Preset initial offset values based on wall thickness segments. For wall thicknesses of 2.77–3.27 mm, set an offset of 0.2 mm; for wall thicknesses of 3.27–4.27 mm, set an offset of 0.15 mm.

Adjusts compensation values automatically via program parameters.

Optimization of the Cutting System

Integrates the material properties of the workpiece with the requirements of thin-walled structures.

Optimizes through both tool selection and cutting parameters. Realizes the synergistic effects of “reduced cutting force, reduced vibration, and chip breaking.”

(1) Tool Selection and Improvement

① Finishing Turning Tools: Carbide tools are the mainstream choice for machining nickel-based alloys.

Selects the positive-rake carbide turning insert VCGT160408-1L-9605. Uses a main rake angle of 8° and a clearance angle of 12°.

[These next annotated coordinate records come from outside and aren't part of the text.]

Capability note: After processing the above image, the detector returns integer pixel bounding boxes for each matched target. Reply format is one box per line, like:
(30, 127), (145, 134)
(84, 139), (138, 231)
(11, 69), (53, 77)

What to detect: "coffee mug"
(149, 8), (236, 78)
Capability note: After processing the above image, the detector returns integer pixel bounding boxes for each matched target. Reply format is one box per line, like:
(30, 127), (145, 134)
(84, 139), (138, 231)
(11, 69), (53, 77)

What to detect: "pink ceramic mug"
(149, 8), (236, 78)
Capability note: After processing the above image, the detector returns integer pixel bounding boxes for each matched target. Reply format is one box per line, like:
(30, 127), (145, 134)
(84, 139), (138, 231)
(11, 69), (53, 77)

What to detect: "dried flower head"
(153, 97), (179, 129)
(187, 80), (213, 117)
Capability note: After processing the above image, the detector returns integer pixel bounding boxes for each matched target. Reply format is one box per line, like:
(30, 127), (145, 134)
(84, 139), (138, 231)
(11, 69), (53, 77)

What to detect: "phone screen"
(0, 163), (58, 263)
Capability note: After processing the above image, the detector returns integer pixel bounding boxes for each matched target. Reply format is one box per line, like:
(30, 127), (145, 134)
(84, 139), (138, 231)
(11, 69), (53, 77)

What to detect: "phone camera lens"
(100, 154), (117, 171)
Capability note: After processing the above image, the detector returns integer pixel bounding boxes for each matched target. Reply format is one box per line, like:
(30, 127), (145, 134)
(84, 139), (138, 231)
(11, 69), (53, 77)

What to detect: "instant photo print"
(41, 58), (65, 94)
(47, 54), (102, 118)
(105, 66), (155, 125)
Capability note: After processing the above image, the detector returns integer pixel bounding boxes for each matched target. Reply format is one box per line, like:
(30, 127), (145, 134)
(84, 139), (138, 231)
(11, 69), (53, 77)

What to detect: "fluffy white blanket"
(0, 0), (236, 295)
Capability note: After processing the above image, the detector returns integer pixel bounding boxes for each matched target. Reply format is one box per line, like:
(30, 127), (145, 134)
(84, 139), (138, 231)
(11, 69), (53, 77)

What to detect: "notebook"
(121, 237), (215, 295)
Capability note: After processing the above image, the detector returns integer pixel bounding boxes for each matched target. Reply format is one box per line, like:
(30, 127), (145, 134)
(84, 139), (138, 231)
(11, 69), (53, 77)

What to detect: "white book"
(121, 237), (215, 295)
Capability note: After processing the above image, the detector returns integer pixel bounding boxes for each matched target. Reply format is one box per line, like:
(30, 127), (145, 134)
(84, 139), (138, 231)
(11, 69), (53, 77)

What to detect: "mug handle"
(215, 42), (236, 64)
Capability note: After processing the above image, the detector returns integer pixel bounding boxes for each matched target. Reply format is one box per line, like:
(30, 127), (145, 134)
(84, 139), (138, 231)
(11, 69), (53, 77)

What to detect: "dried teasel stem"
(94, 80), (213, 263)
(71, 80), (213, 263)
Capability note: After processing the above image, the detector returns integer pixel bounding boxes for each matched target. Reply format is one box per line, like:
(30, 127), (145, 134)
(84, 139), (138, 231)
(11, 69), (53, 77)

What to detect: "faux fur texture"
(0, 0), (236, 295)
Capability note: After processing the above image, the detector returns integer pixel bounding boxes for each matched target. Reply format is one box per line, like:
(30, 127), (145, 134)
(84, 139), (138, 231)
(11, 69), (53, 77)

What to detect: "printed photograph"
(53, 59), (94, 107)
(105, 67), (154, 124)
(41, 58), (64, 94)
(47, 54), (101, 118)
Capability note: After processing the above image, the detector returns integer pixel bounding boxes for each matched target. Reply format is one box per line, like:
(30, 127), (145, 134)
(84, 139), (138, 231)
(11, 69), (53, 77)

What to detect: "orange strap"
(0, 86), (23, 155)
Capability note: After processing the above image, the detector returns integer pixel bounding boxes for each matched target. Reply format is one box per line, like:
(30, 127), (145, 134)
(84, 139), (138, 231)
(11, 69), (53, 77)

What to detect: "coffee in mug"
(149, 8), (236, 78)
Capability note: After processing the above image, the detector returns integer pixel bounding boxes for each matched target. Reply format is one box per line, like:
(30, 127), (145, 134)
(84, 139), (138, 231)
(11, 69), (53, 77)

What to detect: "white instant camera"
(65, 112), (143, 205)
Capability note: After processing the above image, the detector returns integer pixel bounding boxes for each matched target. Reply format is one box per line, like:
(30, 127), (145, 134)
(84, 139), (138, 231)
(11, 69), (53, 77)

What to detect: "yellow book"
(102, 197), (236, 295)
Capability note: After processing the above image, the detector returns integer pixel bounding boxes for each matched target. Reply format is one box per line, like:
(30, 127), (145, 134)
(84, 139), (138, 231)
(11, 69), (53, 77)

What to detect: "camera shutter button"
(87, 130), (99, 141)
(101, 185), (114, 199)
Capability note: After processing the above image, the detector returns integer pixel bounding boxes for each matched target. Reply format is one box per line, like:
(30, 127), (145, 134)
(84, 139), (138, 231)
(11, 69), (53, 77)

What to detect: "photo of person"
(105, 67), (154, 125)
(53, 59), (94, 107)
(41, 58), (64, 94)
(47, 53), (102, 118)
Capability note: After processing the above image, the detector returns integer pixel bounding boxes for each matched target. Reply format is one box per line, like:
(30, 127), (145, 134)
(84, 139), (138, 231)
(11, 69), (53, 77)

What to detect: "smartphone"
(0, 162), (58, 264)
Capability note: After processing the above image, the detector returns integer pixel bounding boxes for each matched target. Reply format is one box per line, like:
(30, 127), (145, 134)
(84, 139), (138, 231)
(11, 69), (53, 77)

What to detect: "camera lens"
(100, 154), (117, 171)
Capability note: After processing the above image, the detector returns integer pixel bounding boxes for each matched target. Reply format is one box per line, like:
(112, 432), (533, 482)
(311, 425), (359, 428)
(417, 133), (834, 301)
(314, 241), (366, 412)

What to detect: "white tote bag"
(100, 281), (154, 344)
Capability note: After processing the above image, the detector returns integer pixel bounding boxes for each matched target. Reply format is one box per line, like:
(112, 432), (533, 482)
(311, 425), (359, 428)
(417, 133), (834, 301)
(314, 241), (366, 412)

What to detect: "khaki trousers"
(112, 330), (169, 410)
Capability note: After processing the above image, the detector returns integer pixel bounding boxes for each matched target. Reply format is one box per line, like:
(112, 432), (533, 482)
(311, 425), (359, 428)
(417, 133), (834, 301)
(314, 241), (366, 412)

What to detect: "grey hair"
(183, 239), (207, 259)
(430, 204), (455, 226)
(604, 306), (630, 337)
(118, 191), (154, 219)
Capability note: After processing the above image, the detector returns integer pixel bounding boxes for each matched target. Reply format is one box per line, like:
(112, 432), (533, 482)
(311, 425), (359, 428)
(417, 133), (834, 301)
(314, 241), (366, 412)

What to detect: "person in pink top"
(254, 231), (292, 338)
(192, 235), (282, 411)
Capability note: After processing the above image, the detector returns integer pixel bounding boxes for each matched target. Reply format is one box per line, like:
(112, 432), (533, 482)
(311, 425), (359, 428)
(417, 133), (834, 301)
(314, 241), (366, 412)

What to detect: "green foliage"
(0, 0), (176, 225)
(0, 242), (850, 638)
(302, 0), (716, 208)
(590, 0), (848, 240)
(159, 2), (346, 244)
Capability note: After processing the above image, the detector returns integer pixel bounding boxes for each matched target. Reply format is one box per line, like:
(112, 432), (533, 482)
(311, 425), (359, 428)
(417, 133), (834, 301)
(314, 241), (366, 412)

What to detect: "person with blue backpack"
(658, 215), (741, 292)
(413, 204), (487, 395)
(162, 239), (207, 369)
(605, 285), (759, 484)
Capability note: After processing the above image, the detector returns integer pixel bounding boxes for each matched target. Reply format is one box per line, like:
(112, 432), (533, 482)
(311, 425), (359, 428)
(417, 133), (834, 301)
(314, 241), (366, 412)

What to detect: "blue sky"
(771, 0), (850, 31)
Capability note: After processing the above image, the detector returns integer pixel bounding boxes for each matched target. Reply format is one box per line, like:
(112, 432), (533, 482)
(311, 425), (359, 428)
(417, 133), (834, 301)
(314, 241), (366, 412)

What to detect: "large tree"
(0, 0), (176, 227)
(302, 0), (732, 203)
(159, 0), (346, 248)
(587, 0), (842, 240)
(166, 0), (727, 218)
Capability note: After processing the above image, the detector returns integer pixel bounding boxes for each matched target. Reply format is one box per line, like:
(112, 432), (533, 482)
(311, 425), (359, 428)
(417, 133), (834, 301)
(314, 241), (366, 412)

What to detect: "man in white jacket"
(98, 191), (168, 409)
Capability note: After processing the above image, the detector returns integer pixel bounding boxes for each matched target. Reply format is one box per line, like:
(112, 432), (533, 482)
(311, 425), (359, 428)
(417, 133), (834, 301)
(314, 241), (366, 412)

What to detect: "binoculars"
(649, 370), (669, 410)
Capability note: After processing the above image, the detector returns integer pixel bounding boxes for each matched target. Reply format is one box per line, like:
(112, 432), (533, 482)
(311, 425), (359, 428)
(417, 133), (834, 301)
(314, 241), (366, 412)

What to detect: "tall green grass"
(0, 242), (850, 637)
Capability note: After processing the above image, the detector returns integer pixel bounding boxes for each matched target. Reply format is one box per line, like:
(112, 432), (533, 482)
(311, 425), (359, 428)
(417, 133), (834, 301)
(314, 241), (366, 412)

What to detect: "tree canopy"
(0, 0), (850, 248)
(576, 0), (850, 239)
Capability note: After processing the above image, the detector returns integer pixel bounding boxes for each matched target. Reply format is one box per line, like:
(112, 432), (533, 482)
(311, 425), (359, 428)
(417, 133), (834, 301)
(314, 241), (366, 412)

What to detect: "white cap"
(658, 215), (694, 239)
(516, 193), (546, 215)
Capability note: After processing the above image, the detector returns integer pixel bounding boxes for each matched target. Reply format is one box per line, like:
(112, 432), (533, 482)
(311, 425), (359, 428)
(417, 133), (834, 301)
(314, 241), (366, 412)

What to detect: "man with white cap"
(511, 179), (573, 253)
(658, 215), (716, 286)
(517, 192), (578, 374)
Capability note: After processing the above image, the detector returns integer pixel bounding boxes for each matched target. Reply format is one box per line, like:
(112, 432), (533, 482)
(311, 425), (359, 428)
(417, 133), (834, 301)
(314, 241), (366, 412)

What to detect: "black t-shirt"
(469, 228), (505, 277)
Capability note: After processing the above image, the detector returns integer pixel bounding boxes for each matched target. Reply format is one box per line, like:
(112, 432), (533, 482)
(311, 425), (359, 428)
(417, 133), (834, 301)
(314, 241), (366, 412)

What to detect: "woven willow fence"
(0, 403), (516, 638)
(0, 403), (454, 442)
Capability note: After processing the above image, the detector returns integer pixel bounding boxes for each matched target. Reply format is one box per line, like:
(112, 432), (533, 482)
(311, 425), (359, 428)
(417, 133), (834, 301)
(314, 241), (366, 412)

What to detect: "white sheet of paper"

Achieves 40% higher sharpness than standard carbide tools, reducing cutting resistance and preventing severe friction between the tool and the workpiece.

② Forced Chip Breaking: When paired with a CaptoR high-pressure tool holder (operating pressure 5–10 MPa), the coolant directly impacts the tool tip area, which not only reduces cutting temperature but also forces the chip to break, preventing scratches on the machined surface.

(2) Cutting Parameter Adjustment

Determines optimal parameters from deformation pattern tests as cutting speed vc = 35 m/min, feed rate f = 0.15 mm/r, and depth of cut ap = 0.2 mm.

The design rationale for this parameter combination is as follows:

① Cutting speed v_c = 35 m/min: This avoids excessive heat buildup caused by high speeds while ensuring machining efficiency.

② Feed rate f = 0.15 mm/r: A smaller feed rate reduces the cutting force per unit time; combined with helical feeding, this further distributes the load and reduces wall-deformation.

③ Depth of cut a_p = 0.2 mm: This controls the depth of a single cut to prevent excessive instantaneous loads from causing tool vibration, resulting in a vibration amplitude of <0.01 mm.

Verification of Optimization Results

Manufactures twenty products using the optimized process for production verification, with the following results:

(1) Dimensional Accuracy

Measures wall thickness using a wall thickness gauge with 0.01 mm accuracy.

Controls wall thickness deviations within 0.03–0.10 mm against a design requirement of ±0.1 mm. Achieves a 100% dimensional pass rate.

(2) Surface Quality

Measures the surface quality of the inner bore using a roughness tester.

Maintains Ra surface roughness at 1.2–1.6 μm, with no obvious tool marks or scratches. The surface quality pass rate was 100%.

(3) Pass Rate

The first-pass yield rate for parts improved from 48% to 95%.

Conclusion

This paper discusses the machining characteristics of L-shaped thin-walled rings.

Addresses issues such as deformation, tool vibration, and difficulty in chip breaking during machining through process optimization and deformation control.

Improves the turning process and auxiliary support, and adjusts cutting parameters to significantly reduce machining deformation.

Derives the following conclusions:

1) The core challenge in machining thin-walled parts made of Inconel 718 nickel-based high-temperature alloy lies in the conflict between the material’s high cutting resistance and the part’s low rigidity.

Reinforcing rigidity through proper support effectively controls deformation.

2) Uses sharp cutting tools and optimized parameters.

Combines CaptoR high-pressure toolholders to resolve tool vibration and chip-breaking challenges in thin-walled parts.

Ensures surface roughness and dimensional accuracy meet aerospace industry standards. Applies the optimized process to the mass production of L-shaped thin-walled rings for engines.

Provides a reference technical solution for machining similar large-diameter (＞800 mm) thin-walled high-temperature alloy parts.